Si la Crimée est rattachée à la Russie, qu’adviendra-t-il des minorités ?

La minorité tatare qui représente 12% de la population, soit à peu près 200.000 habitants sur les 2 millions de Criméens, a déjà fait part de ses craintes. Il est vrai que la déportation effectuée sous Staline a laissé des traces. Axionov a bien proposé aux Tatares certains postes en cooptation pour les allier à sa cause, mais cela n’empêche pas qu’il règne une grosse inquiétude parmi cette minorité. Certaines violences interethniques ont déjà été signalées comme le marquage de maisons tartares ou l’incendie d’un restaurant. Visiblement, la Russie tient énormément à intégrer la Crimée dans sa fédération, cependant elle devra aussi faire montre d’extrême vigilance devant d’éventuels débordements.

Quel sera l’impact sur les relations internationales ?

Il est hasardeux de prédire l’avenir. Le monde entier assiste à une annexion. C’est très révélateur de la technique et du comportement de la Russie par rapport aux autres états. Elle avance de manière très déterminée.

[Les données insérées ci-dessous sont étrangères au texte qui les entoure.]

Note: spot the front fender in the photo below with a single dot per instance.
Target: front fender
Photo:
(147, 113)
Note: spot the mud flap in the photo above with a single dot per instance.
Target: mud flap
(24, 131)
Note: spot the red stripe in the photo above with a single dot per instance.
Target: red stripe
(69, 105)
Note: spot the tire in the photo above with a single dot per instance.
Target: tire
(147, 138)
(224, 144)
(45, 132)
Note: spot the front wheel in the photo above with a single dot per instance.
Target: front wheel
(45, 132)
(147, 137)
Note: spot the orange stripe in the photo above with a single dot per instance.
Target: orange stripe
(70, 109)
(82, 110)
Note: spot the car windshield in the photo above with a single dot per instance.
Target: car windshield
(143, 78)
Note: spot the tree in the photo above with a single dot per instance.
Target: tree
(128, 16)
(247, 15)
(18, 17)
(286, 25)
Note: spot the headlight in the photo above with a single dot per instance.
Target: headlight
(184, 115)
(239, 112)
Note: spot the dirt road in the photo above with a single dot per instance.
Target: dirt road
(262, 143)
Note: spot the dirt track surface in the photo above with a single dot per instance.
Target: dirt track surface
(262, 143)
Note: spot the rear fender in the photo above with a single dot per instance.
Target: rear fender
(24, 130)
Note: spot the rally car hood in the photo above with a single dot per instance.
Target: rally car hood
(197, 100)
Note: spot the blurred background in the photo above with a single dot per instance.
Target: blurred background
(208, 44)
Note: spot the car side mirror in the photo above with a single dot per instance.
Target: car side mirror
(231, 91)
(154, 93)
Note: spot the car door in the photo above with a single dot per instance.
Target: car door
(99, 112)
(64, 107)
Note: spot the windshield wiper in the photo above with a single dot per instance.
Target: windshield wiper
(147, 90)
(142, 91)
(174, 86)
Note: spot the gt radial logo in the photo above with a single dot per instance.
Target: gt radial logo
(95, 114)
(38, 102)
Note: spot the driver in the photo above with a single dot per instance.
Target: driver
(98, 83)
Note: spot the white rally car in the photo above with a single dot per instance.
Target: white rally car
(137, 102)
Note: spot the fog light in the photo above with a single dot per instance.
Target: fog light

Du côté de l’Europe et des États-Unis, on exprime bien des réticences et l’on envisage des sanctions, mais on a surtout longtemps eu la tentation de ne pas voir la réalité. Comme ce fut le cas lors des deux guerres de Tchétchénie qui firent pourtant des dizaines de milliers de victimes civiles. Ou encore en 2008 en Géorgie où, là aussi, la diplomatie a pris le dessus. On évite depuis longtemps d’être trop ferme face à la Russie qui est tout de même l’un des poids lourds parmi les puissances militaires et envers qui de nombreux pays ont une dépendance énergétique. Au pire, il est possible qu’on ne reconnaisse pas au niveau international la Crimée comme état indépendant.

Quel pourrait être le prochain coup de la Russie ?

Malgré ce qu’on peut croire, les évènements des derniers mois ont envoyé un signal fort aux autorités russes et posent un enjeu de choix à celles-ci. Une population qui se sent méprisée est capable de maintenir la contestation durant des mois et obtenir le départ de personnalités politiques soutenues par Moscou. Poutine souhaite visiblement garder un moyen de pression sur l’Ukraine. L’évolution de la situation va dépendre de plusieurs éléments combinatoires et s’appuyer sur des instruments économiques, territoriaux ou encore linguistiques et culturels. Il est très probable que Poutine s’arrête là. En réalité, beaucoup de choses vont dépendre du jeu politique en Ukraine. Si les autorités ukrainiennes arrivent à rester fermes, mais paisibles tout en évitant l’écueil de l’émotionnel, cela ne facilitera pas la tâche de la Russie. Si les politiciens ukrainiens répètent les mêmes travers comme la corruption ou s’ils éprouvent de grosses difficultés à se construire en tant que réelle entité politique cela ferait, au contraire, le jeu du président russe qui pourrait alors s’attaquer par exemple à Donetsk , bastion russophone dans l’est de l’Ukraine, ou encore Kharkiv.